Charlie Parker, The Bird remarquablement bien mis en
scène par Clint Eastwood, que l’on retrouve illustré par
Jean-Michel Basquiat, l’icône du street-art new-yorkais,
tragiquement décédé à l’âge de 28 ans, passionné de jazz,
de rap, de hip-hop, de mots et de listes, est une autre
figure qui vient nous émouvoir dans ce « jeu de noms ».
Tout comme Duke Ellington (dont on lira l’étonnante
présentation rédigée par un Michel Le Bris encore plus
inspiré qu’à l’accoutumée, p.220) découvrant Django
Reinhardt dans une cave de Saint Germain des Prés. Ou
encore la fabuleuse Ella Fitzgerald, tellement simple et
tellement grande. D’elle, PBF dit : « C’était une femme
de peu de mots. Elle préférait les chanter » (p.264).

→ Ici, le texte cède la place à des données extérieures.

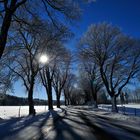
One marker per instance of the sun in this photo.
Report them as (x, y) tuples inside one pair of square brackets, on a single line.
[(44, 59)]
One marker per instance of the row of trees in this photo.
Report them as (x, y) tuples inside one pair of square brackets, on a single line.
[(110, 60), (29, 29)]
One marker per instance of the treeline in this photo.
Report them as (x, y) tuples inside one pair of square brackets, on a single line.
[(10, 100), (33, 37)]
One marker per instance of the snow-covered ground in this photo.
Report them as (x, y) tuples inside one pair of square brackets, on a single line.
[(7, 112), (127, 109), (126, 105)]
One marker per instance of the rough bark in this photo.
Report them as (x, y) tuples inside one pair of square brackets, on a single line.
[(49, 94), (4, 31), (58, 101), (30, 101), (114, 105)]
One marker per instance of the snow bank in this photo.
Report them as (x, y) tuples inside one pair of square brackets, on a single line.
[(7, 112)]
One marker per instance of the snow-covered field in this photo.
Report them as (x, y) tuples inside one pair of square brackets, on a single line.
[(7, 112), (127, 109), (126, 105)]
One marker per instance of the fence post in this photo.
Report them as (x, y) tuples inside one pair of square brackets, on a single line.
[(135, 111), (124, 110)]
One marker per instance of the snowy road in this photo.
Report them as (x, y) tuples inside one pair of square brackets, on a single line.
[(72, 124), (85, 125)]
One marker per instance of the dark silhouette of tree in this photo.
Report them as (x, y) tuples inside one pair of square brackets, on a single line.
[(61, 74), (12, 11), (116, 55)]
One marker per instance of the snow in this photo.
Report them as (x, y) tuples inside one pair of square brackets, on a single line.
[(127, 109), (7, 112), (131, 105)]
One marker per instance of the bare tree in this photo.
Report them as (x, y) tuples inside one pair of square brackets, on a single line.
[(61, 74), (116, 55), (90, 74), (54, 51), (68, 87), (26, 66), (11, 11)]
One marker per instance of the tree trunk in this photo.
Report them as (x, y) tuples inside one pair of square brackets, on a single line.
[(49, 94), (95, 100), (30, 101), (4, 31), (95, 104), (58, 101), (114, 105)]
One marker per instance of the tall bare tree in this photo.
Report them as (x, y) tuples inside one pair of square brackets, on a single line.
[(26, 66), (11, 11), (61, 74), (116, 55)]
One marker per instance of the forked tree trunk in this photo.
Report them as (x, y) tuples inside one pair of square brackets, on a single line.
[(95, 101), (4, 31), (114, 104), (30, 101), (58, 101), (49, 94)]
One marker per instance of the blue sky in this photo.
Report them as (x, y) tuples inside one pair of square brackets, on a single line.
[(122, 13)]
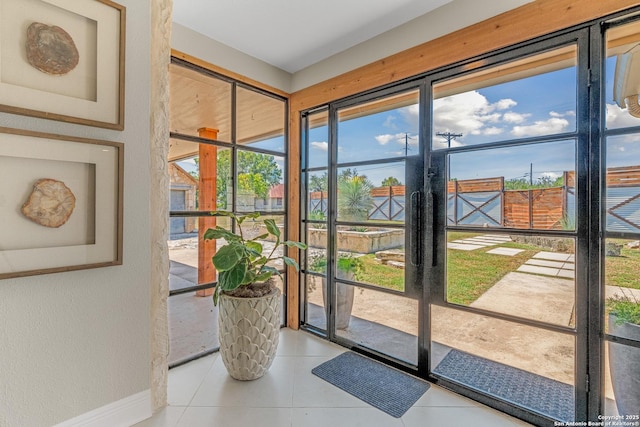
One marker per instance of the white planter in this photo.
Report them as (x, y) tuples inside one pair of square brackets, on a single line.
[(624, 365), (249, 331), (344, 299)]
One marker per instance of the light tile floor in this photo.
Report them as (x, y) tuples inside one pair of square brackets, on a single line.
[(201, 393)]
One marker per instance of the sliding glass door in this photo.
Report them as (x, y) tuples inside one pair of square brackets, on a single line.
[(364, 182), (512, 181)]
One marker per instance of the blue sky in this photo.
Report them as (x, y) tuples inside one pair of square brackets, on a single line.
[(539, 105)]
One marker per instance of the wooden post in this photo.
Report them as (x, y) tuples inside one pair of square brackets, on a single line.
[(206, 202)]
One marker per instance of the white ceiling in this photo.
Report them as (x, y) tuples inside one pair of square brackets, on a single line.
[(294, 34)]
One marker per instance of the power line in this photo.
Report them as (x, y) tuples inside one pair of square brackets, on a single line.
[(449, 136)]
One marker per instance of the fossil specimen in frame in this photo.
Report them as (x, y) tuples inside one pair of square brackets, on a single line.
[(51, 49), (50, 204)]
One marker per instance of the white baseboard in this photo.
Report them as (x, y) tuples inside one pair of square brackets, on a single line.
[(123, 413)]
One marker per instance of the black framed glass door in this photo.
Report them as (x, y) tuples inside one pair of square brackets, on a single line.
[(364, 189), (507, 303), (521, 223)]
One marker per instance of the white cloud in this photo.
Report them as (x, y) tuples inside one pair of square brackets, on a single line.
[(541, 127), (399, 138), (493, 131), (511, 117), (324, 145), (504, 104), (617, 117), (384, 139), (468, 113), (552, 175), (390, 122)]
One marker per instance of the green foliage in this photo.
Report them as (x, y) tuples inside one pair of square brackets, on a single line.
[(241, 262), (318, 183), (354, 198), (544, 181), (625, 308), (257, 173), (346, 263), (390, 181)]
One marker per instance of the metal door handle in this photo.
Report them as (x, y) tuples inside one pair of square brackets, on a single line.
[(415, 238)]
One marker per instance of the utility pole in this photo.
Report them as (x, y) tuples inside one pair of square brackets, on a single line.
[(449, 137), (406, 143)]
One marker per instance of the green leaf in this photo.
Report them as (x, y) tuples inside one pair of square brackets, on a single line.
[(253, 215), (217, 233), (268, 269), (298, 245), (230, 280), (264, 276), (290, 262), (224, 213), (255, 247), (272, 227), (227, 257)]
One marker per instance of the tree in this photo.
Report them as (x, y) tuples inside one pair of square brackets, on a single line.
[(354, 198), (256, 172), (545, 181), (318, 183), (390, 181)]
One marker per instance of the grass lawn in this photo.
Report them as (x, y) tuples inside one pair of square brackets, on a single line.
[(623, 271), (472, 273), (469, 273)]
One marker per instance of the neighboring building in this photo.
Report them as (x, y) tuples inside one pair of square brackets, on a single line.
[(184, 190)]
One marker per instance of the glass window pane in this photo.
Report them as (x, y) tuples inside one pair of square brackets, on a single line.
[(532, 277), (198, 100), (316, 253), (526, 187), (318, 134), (530, 97), (381, 129), (315, 301), (527, 366), (260, 179), (623, 183), (200, 181), (317, 197), (260, 120), (373, 192), (622, 319), (623, 76)]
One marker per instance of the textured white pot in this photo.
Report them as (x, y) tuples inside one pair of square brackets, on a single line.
[(249, 332)]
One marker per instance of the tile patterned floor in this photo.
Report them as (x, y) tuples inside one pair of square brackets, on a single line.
[(202, 394)]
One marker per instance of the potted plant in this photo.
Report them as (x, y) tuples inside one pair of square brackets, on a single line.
[(348, 267), (624, 361), (249, 312)]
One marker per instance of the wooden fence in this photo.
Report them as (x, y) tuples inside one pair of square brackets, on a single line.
[(485, 202)]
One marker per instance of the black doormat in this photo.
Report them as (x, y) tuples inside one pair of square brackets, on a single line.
[(387, 389), (532, 391)]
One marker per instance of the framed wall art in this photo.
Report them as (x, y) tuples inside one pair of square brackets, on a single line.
[(60, 203), (63, 60)]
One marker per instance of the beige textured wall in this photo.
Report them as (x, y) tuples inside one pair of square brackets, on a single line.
[(159, 203), (73, 342)]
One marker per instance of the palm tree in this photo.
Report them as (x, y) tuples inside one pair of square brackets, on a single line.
[(354, 198)]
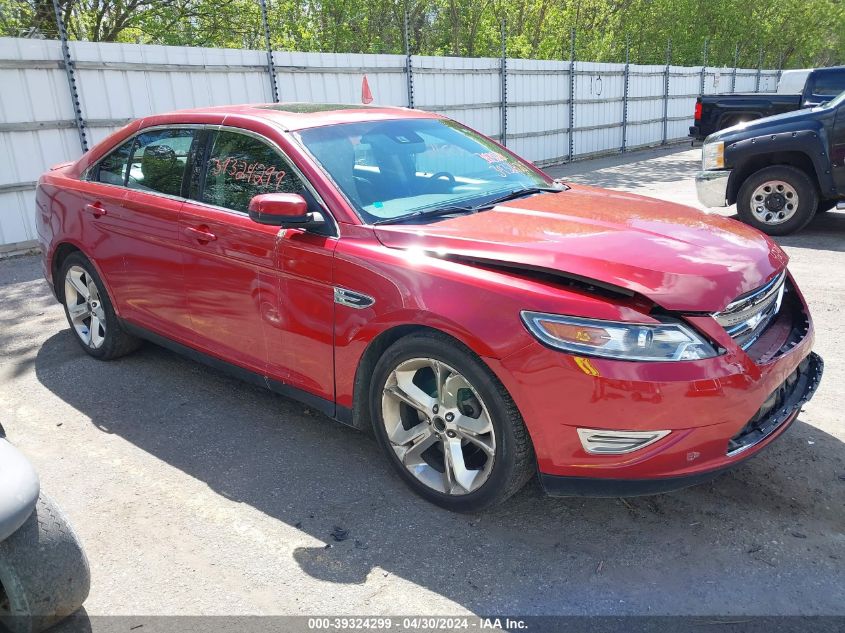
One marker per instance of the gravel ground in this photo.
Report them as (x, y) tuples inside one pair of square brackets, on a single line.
[(195, 493)]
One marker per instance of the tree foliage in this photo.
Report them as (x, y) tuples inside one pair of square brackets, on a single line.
[(791, 33)]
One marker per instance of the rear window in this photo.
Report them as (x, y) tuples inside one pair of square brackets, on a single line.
[(828, 84)]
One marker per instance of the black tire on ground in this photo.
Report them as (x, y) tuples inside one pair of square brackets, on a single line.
[(514, 462), (808, 199), (117, 341), (44, 575)]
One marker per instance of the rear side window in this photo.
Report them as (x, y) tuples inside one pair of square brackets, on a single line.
[(240, 166), (158, 161), (112, 169), (829, 84)]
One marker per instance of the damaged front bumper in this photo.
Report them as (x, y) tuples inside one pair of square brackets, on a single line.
[(779, 410)]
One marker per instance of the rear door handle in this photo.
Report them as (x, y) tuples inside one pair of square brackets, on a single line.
[(96, 209), (200, 235)]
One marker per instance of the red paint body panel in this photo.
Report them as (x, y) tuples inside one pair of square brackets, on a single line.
[(676, 256), (263, 298)]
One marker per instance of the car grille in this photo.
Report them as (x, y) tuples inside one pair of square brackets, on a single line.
[(747, 317), (781, 404)]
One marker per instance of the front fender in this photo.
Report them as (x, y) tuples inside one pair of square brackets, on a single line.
[(19, 488), (811, 140)]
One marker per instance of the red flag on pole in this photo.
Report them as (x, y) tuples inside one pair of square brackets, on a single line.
[(366, 95)]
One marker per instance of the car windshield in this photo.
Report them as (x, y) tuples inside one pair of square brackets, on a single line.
[(389, 169)]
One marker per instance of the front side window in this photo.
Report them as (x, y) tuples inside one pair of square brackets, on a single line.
[(158, 160), (240, 167), (388, 169)]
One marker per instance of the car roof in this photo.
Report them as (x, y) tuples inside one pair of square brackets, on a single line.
[(291, 116)]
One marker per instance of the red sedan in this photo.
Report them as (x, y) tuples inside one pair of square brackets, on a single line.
[(403, 273)]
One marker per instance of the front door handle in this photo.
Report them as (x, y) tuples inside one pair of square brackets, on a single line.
[(96, 209), (201, 235)]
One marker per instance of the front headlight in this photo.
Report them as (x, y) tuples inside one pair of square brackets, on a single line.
[(668, 340), (713, 156)]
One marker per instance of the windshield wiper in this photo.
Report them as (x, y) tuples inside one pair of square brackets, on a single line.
[(453, 210), (430, 213), (517, 193)]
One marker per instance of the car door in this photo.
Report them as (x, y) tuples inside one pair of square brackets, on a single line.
[(133, 207), (259, 297)]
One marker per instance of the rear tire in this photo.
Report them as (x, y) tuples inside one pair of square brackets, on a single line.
[(777, 200), (44, 574), (90, 312), (467, 449)]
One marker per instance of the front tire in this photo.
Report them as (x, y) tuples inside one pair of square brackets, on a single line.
[(90, 312), (44, 574), (447, 424), (777, 200)]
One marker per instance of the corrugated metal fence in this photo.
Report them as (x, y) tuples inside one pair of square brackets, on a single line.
[(551, 111)]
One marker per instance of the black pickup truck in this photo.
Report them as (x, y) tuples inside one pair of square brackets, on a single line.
[(796, 89), (780, 170)]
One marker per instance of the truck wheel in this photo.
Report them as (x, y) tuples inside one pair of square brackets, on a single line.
[(44, 575), (777, 200)]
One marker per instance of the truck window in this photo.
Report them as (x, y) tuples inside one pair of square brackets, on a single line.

Une dernière pensée peut-être, parmi tant et tant
d’artistes aux frontières les plus éloignées du jazz, mais
marquées par une forme commune de partage de l’âme
humaine, pour Aretha Franklin, disparue à l’âge de
76 ans à son domicile, le 16 août 2018. Elle ne figure
pas, sous la forme d’une entrée, dans le Dictionnaire
de Patrice Blanc-Francard, mais il n’est pas interdit de
penser que la Reine de la Soul n’est pas étrangère non
plus à son cœur.
Il n’y a pas un jazz, mais des jazz. Éclectiques et bleus
comme autant d’arcs électriques. Se repoussant et
s’attirant les uns les autres, au rythme des osmoses et
des hybridations. Inspirateurs de tous les arts parce
qu’ils aspirent à l’essentiel en quelque sorte : la liberté.
Celle des caves improbables où jouait Boris Vian (p.569),
celle de l’Acid Jazz d’un Jimi Hendrix (p.331) ou celle
de la transcendance de Ray Charles, dans ses « années
Atlantic » (p. 148). C’est de tous « ses » jazz que Patrice
Blanc-Francard nous entretiendra dans son Grand oral.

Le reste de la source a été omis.